Woody has been widely praised by critics because of his personality, loyalty, and leadership. Geoff Loftus of Forbes stated that Woody, along with Buzz, is a great leader because even what to do, “they never stop thinking” and “never stop looking for the answer to a problem... No matter how great the crisis.” Collin McCormick of Screen Rant said that Pixar has created some “unforgettable characters over the years”, but stated that Woody “might be the best of them all”. Tom Power of Polygon compared Woody's arc to real-life people, saying that it “symbolizes the growth that we all experience. He’s the embodiment of our own development, and acts as a lens through which we can see our own growth". Ben Child from The Guardian wrote that Woody is "The lovable hero of the Toy Story movies". While Nate Birch of Fatherly criticized Woody, saying that he is an "irredeemable jerk" and that he is the “heartless villain” of Toy Story,  A. A. Dowd from The A.V. Club commented that Woody's selfishness and other qualities make him among “the most three-dimensional of cartoon characters".
Tom Hanks' vocal performance as Woody has also been praised by film critics. Susan Wloszczyna of USA Today approved of the selection of Hanks for the lead role of Woody.
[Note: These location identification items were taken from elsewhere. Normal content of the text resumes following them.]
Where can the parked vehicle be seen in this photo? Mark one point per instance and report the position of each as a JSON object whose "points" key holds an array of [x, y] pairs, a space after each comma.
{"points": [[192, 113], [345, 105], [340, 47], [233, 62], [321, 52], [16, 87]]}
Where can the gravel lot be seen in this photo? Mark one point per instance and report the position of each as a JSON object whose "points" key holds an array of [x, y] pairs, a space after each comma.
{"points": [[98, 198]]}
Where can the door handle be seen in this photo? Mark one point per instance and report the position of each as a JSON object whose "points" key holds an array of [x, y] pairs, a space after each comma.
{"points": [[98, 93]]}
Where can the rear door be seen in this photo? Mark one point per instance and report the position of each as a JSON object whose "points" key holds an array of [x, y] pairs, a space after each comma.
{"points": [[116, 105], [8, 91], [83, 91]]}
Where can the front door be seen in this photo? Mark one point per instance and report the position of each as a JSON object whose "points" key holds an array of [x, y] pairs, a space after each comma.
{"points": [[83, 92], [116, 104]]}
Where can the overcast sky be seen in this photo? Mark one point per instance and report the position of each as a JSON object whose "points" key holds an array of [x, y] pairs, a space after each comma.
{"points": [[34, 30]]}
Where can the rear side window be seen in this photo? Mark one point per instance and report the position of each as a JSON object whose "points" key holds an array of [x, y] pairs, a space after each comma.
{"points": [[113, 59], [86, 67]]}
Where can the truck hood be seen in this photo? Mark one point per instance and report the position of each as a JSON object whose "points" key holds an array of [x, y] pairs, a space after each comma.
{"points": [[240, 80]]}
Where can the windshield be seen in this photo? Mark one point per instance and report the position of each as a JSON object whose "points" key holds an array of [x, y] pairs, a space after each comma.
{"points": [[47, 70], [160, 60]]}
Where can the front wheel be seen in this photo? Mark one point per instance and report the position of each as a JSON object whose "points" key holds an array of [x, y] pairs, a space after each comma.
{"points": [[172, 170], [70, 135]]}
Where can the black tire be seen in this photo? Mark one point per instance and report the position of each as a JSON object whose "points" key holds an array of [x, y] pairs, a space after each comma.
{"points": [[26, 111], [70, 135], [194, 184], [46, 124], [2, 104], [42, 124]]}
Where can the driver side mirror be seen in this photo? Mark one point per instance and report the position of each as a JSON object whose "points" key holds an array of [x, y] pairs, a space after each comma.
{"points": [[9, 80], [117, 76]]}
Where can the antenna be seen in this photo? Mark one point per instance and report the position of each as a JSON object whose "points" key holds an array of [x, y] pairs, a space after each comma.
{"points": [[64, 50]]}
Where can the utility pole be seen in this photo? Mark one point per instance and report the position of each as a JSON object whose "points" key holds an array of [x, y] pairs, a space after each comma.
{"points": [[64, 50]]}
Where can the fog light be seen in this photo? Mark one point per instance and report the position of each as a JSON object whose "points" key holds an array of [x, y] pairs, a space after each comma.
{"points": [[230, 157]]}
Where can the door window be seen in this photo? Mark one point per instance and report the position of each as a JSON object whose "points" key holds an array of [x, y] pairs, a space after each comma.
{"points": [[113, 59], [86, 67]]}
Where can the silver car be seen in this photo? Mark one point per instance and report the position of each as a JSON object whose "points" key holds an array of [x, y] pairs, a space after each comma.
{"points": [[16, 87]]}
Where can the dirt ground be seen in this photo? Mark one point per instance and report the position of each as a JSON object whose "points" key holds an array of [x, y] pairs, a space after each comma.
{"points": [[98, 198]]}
Kenneth Turan of the Los Angeles Times expressed that Hanks "brings an invaluable heft and believability to Woody." Ben Kaye of Looper also said that Hanks brings the character of Woody to life using his "unique voice" to imbue Woody with "humor, authority, and heart". Peter Bradshaw, film critic for The Guardian, stated Hanks's vocal work in Toy Story is one of Hank's "most heartwarming, heartrending pieces of casting" in his career. Katie Walsh of The Columbian praised Hanks vocal performance writing, "Tom Hanks as Woody has always been one of the defining animation vocal performances."
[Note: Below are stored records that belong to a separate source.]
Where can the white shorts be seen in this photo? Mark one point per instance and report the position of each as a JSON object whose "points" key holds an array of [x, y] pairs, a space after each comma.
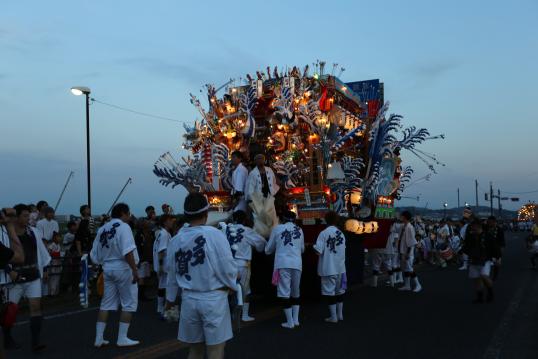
{"points": [[332, 285], [29, 290], [407, 264], [205, 318], [163, 280], [144, 270], [289, 283], [381, 259], [477, 271], [244, 279], [172, 290], [119, 289]]}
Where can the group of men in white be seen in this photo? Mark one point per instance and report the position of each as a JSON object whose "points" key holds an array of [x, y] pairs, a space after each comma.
{"points": [[207, 265]]}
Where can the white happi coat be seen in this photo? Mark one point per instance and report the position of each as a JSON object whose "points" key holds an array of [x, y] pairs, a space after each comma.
{"points": [[254, 183], [407, 239], [287, 241], [160, 245], [242, 239], [239, 184], [331, 246], [112, 243], [43, 257], [202, 260]]}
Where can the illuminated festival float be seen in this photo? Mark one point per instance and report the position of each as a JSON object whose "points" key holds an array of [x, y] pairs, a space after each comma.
{"points": [[331, 145]]}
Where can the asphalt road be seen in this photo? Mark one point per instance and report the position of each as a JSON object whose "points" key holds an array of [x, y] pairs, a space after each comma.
{"points": [[439, 322]]}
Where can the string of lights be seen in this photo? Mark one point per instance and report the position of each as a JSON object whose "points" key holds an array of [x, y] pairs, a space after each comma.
{"points": [[121, 108]]}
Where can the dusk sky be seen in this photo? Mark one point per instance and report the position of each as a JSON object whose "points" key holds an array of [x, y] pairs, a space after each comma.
{"points": [[466, 69]]}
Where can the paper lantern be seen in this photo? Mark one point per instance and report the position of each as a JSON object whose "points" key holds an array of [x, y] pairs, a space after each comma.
{"points": [[356, 197], [352, 225]]}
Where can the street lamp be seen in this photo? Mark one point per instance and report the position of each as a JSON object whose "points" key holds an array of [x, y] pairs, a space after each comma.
{"points": [[78, 91]]}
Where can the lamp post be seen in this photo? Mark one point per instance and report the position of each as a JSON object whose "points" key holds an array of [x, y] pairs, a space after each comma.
{"points": [[78, 91]]}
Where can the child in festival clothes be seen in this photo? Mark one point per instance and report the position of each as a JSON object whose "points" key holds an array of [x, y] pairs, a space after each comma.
{"points": [[242, 239], [287, 242], [205, 271], [159, 255], [55, 251], [331, 247]]}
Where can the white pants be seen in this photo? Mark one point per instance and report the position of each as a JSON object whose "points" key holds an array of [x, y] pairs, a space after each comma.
{"points": [[289, 283], [244, 279], [477, 271], [30, 290], [205, 318], [407, 263], [119, 289], [332, 285]]}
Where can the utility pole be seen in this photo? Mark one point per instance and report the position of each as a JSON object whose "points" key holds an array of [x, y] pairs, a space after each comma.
{"points": [[500, 206], [491, 198], [476, 192]]}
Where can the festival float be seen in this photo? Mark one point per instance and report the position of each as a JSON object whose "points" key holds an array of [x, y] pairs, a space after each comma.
{"points": [[330, 143]]}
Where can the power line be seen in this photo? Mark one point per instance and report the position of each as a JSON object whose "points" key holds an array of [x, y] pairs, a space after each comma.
{"points": [[136, 112]]}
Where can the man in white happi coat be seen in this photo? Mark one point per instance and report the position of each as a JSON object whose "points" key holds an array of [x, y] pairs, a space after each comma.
{"points": [[114, 249], [331, 247], [261, 189], [406, 245], [242, 239], [239, 182], [287, 242], [162, 239], [205, 271]]}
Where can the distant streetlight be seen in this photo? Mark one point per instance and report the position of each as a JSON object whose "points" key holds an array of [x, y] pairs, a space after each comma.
{"points": [[78, 91]]}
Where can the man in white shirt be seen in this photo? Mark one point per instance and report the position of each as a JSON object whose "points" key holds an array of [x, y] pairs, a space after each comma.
{"points": [[160, 245], [205, 270], [239, 182], [114, 249], [331, 247], [287, 242], [261, 189], [406, 245], [242, 239], [48, 225]]}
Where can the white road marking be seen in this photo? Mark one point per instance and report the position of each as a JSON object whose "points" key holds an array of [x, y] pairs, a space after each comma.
{"points": [[61, 315]]}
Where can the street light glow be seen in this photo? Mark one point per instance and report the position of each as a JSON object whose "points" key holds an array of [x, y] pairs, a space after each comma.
{"points": [[80, 90]]}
Woody the Sheriff is loyal, noble, and funny. And while he tries hard to be his best, he also makes mistakes... These vices serve to make this toy character all the more human. In a stroke of brilliant casting, Tom Hanks was chosen to provide the voice of the honest, do-gooder everyman Woody. Hanks reliably brings his signature wit and warmth to the character.
Andrew Martin, Screen Rant
Woody has also been ranked one of the best animated characters of all time. In June 2010, Entertainment Weekly named Woody one of the "100 Greatest Characters of the Last 20 Years", and Screen Rant ranked him the 6th best animated movie character of all time. Screen Rant also ranked him the number one Pixar character saying, "While he [Woody] has his fair share of good and bad moments, it’s hard not to root for Woody in his endeavors, which helps make him the greatest Pixar character of all time." Declaring that Woody's "undying loyalty" is “a trait we’d all like to see in our best friends”, Hollywood Insider also ranked him the number one Pixar character. Rolling Stone ranked Woody 12th among the best Pixar characters writing, "Tom Hanks imbued the rustler [Woody] with apoplectic hilarity and made for the perfect straight man against the delusional Buzz Lightyear, but it’s the uglier aspects of his personality – envy, selfishness – that make this toy human."
Woody has also become popular among people. In the reality TV show and dancing competition Dancing with the Stars, Sean Spicer, former White House Press Secretary, dressed up as Woody while dancing to "You've Got a Friend in Me". Spicer dedicated the dance to his father who died of cancer in 2016. Woody has also impacted the cosplay community. "Sneak", a well-known French cosplayer, has done a cosplay of Woody. In 2011, Ryan Tubridy, the host of the Irish The Late Late Toy Show, dressed up as Woody. In 2019, at Lancashire, England, a woman named Lindsay Ashton wore Toy Story high-heels shoes that featured Woody on them on her wedding day.